Despite my later comments below I very much like this film and indeed all the Margaret Rutherford/Miss Marple canon. They are well acted and directed and time has certainly lent a nostalgic, black and white enchantment to the view with their depiction of a cosy, tea and cakes England which never actually existed but which we like to imagine did. And the murders, while hardly cosy, are interesting too. Indeed, and if one forgets such inconveniences as Agatha Christie's 'real' Miss Marple, on their own merits all four films, while hardly classics of the cinema, are most enjoyable and an excellent way of passing the famous wet Sunday afternoon.
However, although none include the words 'Miss Marple' in their titles, they are all marketed as featuring her, presumably for fairly obvious commercial reasons, and thus I think there is a case for invoking the Trades Descriptions Act as they bear precious little resemblance to the Marple world of the books, viz:- 1. Margaret Rutherford was a brilliant actress and good in this role but she was physically so unlike Agatha Christie's description of Miss Marple that it is difficult to take her characterisation seriously. Miss Marple is variously described in the books as fluffy, delicate and, I believe, like Dresden porcelain and those words, ungallant though it must sound, cannot possibly be applied to Miss Rutherford. I believe that Mrs Christie shared this view.
2. Only one of the films is based on a true Marple story (Murder She Said - 4.50 from Paddington). Two are actually Poirot stories and the other has no Christie connection at all. (The ITV Marple is guilty of much the same).

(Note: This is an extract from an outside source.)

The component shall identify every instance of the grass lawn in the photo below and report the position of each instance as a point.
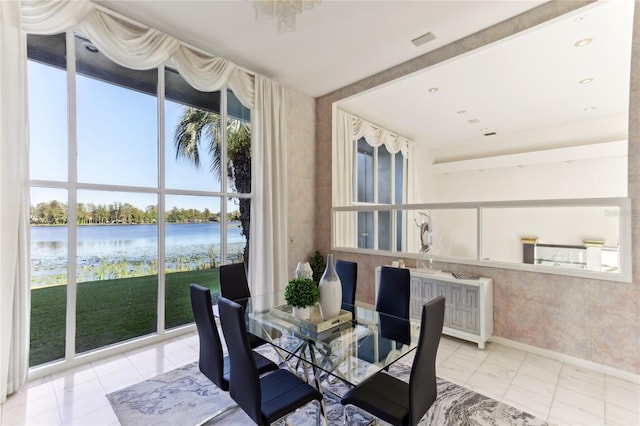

3. Miss Marple has been moved from St. Mary Mead to Milchester. If there is a point to this it escapes me.
4. The famous Marple method of solving cases by comparing them with past events and characters from her village has unforgivably been ditched completely.
5. Jim Stringer appears in all four films but in none of Christie's stories. Of course the reason for this was to provide a role for Miss Rutherford's husband, Stringer Davis, who, she insisted, must be cast in any film she was in. (To digress slightly, while I much admire and respect the couple's devotion to each other, I feel that this was wrong. Although it probably does not apply in the Marple films, the character having been created specifically to provide a role for him alone, if Mr Davis was the best available for a particular part he would have got it anyway - if not it unfairly deprived another actor). His part here is in any case not really essential, being largely confined to fetching and carrying and acting as a sounding board for Miss Marple's thoughts, all of which could have been accomplished by other means.
6. Perhaps slightly irrelevant but it still irritates me - despite all the help he receives from Miss Marple, even gaining promotion on the strength of it at one point, Inspector Craddock persists in regarding her as an interfering old busybody who should stop bothering him. With that kind of stupidity he should be back on the beat at least.
This is of course all a matter of opinion and I have already seen the view that any story is open to interpretation in any way. I agree with this to an extent but it depends,IMHO, on how far it can go before it makes a nonsense of the piece in question. For example Shakespeare in modern dress can be quite valid except in the historical plays (they simply did not wear suits, jeans and T shirts in 1483). And if Miss Marple can solve a Poirot case how long before we see Iago whispering in Hamlet's ear? Or Dr Watson chronicling the adventures of Sexton Blake? Just one more comment, of no relevance whatever to the above. Did you know that Margaret Rutherford is an anagram of Target for Murder? Well, almost. There's a rogue A,H and R which I can't fit in anywhere. Any (printable) suggestions?